Backed by conservative majorities in the House and Senate, Brownback has slashed income tax rates, which has pushed more of the burden of funding services to local governments, officials say.

And Republican leaders are considering more tax cuts, more mandates on local governments and a bill that locals say would hinder both their ability and the ability of non-profit organizations to lobby legislators.

Lawrence Mayor Michael Dever said he wants the Legislature to act more like a partner and include city, county and local school district representatives in the decision-making process.

“We best know our community needs,” Dever said.

Two legislators who helped usher through the income tax cuts say they understand the complaints of local officials, but said their beef isn’t with the Legislature.

State Rep. Richard Carlson, R-St. Marys, and chairman of the House tax committee, was a county commissioner for 12 years. “The local units of government, like the state and federal governments, have to become more efficient. We can’t be all things to all people all the time,” Carlson said.

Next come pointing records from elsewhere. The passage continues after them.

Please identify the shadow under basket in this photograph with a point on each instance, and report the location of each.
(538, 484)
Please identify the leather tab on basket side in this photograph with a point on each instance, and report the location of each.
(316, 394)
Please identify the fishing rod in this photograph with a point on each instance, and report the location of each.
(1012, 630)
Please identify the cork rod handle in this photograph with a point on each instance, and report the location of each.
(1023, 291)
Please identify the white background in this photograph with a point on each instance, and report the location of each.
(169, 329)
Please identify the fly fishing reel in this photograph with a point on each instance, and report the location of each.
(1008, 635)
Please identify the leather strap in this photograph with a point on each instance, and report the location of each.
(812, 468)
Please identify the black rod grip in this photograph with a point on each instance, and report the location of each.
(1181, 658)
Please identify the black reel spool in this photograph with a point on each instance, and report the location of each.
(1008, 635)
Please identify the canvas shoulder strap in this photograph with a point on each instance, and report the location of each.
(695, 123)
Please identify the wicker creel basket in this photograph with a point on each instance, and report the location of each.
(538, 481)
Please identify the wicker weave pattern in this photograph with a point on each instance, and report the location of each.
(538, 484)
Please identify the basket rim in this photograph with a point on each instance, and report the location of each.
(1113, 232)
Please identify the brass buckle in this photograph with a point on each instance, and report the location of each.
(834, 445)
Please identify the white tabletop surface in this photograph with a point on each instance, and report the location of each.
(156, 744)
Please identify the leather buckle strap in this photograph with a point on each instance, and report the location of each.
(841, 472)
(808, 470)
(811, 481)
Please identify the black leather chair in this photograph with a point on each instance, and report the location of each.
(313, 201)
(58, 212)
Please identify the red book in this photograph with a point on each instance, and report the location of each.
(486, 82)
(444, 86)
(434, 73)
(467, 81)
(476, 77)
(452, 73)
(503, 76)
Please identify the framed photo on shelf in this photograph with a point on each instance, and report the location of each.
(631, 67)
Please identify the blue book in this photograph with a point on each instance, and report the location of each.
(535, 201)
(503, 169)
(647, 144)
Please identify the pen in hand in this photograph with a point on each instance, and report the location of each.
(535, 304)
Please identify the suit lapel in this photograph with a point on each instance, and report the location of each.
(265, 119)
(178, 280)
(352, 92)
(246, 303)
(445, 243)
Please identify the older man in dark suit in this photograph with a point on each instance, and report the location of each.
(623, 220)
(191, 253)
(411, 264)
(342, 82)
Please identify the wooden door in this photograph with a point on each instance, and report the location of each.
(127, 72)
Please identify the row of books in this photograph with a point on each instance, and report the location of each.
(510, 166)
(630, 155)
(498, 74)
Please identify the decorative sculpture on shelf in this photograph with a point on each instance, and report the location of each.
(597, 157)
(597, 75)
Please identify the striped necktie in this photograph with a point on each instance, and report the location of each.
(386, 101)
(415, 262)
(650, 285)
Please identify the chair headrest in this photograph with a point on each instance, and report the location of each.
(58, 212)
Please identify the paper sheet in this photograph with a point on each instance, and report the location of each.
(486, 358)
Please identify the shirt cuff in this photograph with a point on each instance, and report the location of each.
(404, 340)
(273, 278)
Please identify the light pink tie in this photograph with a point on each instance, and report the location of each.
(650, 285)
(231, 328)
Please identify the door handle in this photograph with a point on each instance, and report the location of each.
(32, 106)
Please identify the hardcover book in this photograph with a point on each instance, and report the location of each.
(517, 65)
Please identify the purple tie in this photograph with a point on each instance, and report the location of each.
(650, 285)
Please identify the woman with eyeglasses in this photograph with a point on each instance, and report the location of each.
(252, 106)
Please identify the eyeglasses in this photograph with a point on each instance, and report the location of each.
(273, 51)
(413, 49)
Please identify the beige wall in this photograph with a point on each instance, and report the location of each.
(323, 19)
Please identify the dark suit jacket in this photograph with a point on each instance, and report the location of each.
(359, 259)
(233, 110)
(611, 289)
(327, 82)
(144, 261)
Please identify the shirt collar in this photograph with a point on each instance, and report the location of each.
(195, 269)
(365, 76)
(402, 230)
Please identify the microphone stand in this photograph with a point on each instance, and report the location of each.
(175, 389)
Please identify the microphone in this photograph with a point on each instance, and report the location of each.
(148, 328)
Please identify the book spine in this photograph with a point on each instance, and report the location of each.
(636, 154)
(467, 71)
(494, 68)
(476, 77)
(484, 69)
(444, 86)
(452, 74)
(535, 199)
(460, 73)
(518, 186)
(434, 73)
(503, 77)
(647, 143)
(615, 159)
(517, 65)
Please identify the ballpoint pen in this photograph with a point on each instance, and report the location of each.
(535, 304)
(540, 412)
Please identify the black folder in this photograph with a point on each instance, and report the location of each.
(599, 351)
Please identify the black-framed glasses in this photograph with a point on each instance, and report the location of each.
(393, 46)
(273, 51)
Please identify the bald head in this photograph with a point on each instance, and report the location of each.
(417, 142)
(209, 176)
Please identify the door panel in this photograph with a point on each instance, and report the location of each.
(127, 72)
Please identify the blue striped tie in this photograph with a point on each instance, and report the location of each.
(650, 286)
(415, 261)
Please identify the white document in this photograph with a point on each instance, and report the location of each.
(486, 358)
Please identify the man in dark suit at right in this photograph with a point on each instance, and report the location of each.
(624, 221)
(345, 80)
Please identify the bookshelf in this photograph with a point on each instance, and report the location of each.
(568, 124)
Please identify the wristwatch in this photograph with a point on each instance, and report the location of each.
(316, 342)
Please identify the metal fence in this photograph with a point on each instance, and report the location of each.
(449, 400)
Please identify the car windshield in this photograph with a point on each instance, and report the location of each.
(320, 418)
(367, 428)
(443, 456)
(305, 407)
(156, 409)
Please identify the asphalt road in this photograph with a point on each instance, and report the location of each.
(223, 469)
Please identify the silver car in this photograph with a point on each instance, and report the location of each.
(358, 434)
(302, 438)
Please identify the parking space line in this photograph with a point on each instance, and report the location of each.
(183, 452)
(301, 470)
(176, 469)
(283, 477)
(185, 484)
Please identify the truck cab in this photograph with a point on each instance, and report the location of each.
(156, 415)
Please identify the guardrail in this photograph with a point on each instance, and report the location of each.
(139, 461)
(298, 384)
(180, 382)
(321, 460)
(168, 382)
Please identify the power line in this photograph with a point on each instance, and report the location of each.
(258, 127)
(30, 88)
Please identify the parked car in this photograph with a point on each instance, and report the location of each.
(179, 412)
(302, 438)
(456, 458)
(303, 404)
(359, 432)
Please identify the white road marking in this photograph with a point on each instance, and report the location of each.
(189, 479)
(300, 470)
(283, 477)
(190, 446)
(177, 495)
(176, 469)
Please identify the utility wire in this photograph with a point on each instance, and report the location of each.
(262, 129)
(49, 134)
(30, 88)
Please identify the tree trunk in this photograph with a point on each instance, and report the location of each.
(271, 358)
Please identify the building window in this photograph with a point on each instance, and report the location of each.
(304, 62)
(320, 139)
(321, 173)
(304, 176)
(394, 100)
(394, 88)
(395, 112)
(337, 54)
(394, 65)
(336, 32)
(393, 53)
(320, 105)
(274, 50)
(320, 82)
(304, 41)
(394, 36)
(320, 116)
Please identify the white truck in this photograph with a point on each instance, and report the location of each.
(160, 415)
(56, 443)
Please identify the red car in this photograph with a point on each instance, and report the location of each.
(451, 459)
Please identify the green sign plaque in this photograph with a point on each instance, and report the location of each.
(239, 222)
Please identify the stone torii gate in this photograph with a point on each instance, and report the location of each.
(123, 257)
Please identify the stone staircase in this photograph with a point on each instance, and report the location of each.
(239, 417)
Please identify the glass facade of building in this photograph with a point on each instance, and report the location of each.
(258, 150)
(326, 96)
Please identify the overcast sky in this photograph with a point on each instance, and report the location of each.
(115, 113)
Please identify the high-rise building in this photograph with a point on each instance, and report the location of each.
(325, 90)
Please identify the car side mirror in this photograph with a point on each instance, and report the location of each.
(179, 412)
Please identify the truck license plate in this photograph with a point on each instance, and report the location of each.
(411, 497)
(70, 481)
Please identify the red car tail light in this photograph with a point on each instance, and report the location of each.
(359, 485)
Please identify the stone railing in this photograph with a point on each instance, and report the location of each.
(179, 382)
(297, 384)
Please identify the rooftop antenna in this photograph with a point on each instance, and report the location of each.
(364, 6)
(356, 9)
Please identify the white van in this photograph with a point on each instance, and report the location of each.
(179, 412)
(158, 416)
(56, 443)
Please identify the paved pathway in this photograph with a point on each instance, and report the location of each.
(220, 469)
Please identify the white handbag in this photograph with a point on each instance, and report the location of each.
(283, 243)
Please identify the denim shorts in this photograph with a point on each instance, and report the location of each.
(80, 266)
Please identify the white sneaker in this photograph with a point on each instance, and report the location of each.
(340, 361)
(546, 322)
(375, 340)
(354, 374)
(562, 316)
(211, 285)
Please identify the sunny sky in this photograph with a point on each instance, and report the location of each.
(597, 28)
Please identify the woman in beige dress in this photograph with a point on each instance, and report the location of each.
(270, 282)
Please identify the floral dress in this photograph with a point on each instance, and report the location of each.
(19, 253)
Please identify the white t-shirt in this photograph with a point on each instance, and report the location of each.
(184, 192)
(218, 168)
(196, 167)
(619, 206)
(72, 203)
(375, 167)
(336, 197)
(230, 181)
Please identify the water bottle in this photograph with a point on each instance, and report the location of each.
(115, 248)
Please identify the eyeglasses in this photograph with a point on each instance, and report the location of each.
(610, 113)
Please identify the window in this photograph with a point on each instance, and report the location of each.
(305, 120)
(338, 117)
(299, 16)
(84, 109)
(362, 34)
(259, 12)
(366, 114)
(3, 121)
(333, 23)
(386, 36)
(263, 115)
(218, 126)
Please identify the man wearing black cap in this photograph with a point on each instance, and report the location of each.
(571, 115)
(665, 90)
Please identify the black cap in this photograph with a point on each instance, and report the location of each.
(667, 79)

State Sen. Les Donovan, R-Wichita, and chairman of the Senate tax committee, acknowledged that sometimes the state sends unfunded mandates to local governments just like the federal government does to state government.

“It’s a never-ending battle,” he said. But, he said, for him the bottom line is controlling spending at all levels. “In order to give you a benefit, I have to take it from someone else,” he said.

For instance, there are proposals before the Legislature that would impose spending or tax limitations on local governments. Many local government officials opposed last year’s passage expanding the state’s concealed-carry law, saying it would increase security costs in public buildings.

The impact of Brownback’s tax changes will be on full display during the session as legislators grapple with the budget and the 2014 election campaign gains momentum.

Brownback has pushed for and signed into law lower income tax rates, eliminating income taxes for nearly 200,000 business owners, removing deductions designed to help low- and middle-income Kansans and, in the 2013 session, a sales tax increase to offset some of the lost tax revenue.

Brownback has said the tax changes will stimulate the economy and that Kansas is headed in the right direction. “We are very blessed and we’re on the rise,” he said.

His likely Democratic opponent, House Minority Leader Paul Davis of Lawrence, disagrees.

Davis says the tax cuts shift the tax burden onto low- and middle-income Kansans, while reducing revenue needed for schools and education.

But more tax cuts may be on the horizon. Bankers and realtors want to eliminate the mortgage registration tax that provides $47 million per year to counties, and the already existing income tax law sets up further tax cuts should revenues grow.

Adding volatility to Kansas’ budget situation is the school finance lawsuit pending before the Kansas Supreme Court.

In 2005-6, the Kansas Supreme Court told the Legislature it was failing to fund schools adequately, fairly, and constitutionally.

After much controversy, the Legislature approved a three-year plan to increase funding. Then the Great Recession hit, and legislators started cutting the budget.

Once the recession ended, however, instead of restoring the cuts to the classroom, Brownback cut taxes drastically.

A lower court panel told the state it can’t renege on its constitutional obligation to school funding. Its ruling could result in a nearly $500 million per year increase in school funding. That decision is before the state Supreme Court, and as Donovan recently said, “That is the 800 pound, no the 8-ton gorilla in the room.”